The Baltimore police department is evaluating the Adcor BEAR (Brown Enhanced Automatic Rifle) for issue. This is one of the four rifles that has been promoted to the second phase of the Army’s Individual Carbine competition. The police are largely armed with Glock pistols chambered in .40 S&W, and that’s not going to change. The BEAR is for special units, like SWAT teams.
Adcor’s graduation to phase two of the competition surprised many. But they have spent as much time lobbying as they have improving on the AR-15 design. Adcor hired congresswoman Helen Delich Bentley to speak for them in addition to joining with other manufacturers, including FN USA and Remington in getting the Army to reevaluate the M4 and consider a more modern replacement.
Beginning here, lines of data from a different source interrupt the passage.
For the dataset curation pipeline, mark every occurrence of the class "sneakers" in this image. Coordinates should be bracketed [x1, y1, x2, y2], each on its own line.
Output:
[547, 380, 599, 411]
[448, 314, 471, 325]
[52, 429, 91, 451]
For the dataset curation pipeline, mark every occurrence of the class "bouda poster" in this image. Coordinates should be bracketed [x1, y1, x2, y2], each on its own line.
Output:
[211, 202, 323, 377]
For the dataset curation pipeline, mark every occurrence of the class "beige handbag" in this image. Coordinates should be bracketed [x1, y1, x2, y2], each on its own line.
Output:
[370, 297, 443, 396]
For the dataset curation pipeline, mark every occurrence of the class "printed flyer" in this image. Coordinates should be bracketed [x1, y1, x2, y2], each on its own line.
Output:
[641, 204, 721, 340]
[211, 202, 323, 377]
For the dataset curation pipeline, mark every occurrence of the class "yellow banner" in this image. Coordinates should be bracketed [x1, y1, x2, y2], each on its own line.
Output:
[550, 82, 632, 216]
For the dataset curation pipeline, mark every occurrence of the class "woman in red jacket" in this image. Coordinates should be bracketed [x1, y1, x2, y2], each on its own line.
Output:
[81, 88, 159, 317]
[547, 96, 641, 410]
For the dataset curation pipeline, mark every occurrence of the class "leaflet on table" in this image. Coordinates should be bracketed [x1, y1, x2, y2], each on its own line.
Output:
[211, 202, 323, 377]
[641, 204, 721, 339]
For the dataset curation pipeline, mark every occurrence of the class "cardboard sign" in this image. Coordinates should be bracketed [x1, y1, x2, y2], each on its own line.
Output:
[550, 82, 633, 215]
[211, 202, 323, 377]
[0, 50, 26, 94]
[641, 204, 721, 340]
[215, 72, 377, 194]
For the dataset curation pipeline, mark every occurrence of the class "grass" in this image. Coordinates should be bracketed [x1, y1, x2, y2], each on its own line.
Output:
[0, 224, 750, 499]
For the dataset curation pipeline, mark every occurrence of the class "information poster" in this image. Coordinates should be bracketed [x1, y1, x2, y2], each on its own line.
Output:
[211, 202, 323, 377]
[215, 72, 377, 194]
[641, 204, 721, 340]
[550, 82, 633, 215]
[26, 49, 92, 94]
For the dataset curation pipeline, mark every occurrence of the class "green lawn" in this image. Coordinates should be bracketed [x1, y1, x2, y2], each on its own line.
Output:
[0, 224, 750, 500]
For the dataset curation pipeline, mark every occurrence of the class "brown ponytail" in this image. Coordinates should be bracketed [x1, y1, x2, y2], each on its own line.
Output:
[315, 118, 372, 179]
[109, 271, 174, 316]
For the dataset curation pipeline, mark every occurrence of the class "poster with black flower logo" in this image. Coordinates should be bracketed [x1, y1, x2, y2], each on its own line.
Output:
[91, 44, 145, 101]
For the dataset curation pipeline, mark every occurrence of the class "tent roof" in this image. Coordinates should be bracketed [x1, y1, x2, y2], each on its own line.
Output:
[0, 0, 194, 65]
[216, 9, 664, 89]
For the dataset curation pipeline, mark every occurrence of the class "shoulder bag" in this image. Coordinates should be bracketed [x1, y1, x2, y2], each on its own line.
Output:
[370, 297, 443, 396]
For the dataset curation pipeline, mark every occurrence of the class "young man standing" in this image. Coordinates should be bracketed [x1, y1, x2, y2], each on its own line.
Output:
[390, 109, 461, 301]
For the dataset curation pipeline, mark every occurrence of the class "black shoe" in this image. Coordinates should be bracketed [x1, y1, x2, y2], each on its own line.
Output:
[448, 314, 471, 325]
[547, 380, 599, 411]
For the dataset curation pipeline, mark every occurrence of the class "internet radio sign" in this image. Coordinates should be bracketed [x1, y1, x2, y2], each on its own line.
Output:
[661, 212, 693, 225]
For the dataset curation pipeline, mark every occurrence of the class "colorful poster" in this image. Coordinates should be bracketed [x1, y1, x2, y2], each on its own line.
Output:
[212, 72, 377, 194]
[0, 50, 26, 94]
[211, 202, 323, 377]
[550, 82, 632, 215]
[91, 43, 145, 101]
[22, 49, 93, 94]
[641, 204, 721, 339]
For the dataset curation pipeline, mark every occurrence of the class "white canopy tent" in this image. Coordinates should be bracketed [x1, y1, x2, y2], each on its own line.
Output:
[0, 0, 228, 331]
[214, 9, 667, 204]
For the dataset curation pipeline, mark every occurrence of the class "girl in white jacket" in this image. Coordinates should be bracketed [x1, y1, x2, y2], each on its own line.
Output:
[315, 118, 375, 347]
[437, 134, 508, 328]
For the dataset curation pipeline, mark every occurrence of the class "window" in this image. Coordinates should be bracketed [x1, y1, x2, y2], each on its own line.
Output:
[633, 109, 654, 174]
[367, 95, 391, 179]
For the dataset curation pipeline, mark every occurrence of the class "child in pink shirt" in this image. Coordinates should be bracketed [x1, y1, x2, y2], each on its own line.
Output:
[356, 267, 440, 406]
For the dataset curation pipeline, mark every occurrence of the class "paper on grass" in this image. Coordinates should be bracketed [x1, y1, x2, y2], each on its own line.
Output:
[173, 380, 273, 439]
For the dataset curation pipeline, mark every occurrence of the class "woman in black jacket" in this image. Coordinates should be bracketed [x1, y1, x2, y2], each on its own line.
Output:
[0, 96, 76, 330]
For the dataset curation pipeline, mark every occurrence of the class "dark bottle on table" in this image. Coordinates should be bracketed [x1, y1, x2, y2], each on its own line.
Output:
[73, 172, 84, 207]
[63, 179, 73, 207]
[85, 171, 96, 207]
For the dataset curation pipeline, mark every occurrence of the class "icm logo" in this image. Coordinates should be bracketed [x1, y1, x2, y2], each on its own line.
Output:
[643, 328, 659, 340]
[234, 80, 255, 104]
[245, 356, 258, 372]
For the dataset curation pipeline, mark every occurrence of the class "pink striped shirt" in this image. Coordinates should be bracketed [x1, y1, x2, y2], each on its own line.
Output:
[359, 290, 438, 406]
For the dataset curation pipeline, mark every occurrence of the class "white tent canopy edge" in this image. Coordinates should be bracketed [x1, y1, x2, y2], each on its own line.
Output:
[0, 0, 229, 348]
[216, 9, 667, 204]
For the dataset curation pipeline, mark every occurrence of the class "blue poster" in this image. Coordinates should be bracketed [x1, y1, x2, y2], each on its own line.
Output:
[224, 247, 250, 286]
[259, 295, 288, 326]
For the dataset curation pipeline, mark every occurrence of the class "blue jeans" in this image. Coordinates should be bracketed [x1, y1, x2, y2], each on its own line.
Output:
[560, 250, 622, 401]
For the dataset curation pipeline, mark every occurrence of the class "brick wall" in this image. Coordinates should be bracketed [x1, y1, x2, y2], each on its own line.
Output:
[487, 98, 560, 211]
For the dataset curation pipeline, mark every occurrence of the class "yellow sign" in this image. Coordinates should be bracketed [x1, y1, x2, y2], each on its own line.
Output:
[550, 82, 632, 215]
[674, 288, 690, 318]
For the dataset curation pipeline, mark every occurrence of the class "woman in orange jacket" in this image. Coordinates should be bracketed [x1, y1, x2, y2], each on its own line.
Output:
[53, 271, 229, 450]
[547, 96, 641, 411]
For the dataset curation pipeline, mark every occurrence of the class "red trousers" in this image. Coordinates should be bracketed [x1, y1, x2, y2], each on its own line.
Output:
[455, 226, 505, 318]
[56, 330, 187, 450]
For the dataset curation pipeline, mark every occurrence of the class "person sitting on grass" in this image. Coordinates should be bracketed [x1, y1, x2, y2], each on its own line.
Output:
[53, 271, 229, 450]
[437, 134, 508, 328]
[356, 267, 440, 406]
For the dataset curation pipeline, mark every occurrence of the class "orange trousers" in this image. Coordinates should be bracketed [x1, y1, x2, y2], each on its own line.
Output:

You don’t have to spend too much time in the shooting world to hear that a number of people, particularly soldiers, have negative opinions on the M4 carbines in service largely made by Colt, and soon Remington. These complaints point at failure points in the design, things like direct-impingement operation, and not manufacturing flaws.
It should be no surprise that four of the five rifles still competing in the Individual Carbine competition are piston-driven. They are the Adcor BEAR, the FN FNAC, HK HK416 and Remington ACR. The fifth competitor is the direct-impingement Colt ACC-M.
What’s interesting about the Adcor BEAR, and what separates it from the FNAC and HK416, is that it is part of the AR family. But it has a little AK in its blood, too.
The Adcor BEAR is a short-stroke piston-operated AR-15 with a free-floated barrel. It achieves this by running a gas tube from the barrel into the front handguard which contains the piston and end of the operating rod. Because the piston system is built into the handguard and doesn’t rest on the barrel, its reciprocation cannot directly affect the barrel. And because it uses a long-stroke op rod carrier tilt is impossible.
It is in every other way an AR and it should be extremely easy for military armories to adapt to it, which makes it for a rather interesting competitor in the Individual Carbine competition.
Still, while no one is particularly shocked when companies like Heckler & Koch and FN USA make the first cut in a military arms program, before the Individual Carbine competition many people had never heard of Adcor.
And clearly that fame is getting around. The only thing that would surprise us is if the Baltimore police was alone in evaluating the clever BEAR rifle for their department. These rifles are going to get around. But it doesn’t hurt that they’re a Baltimore company, either.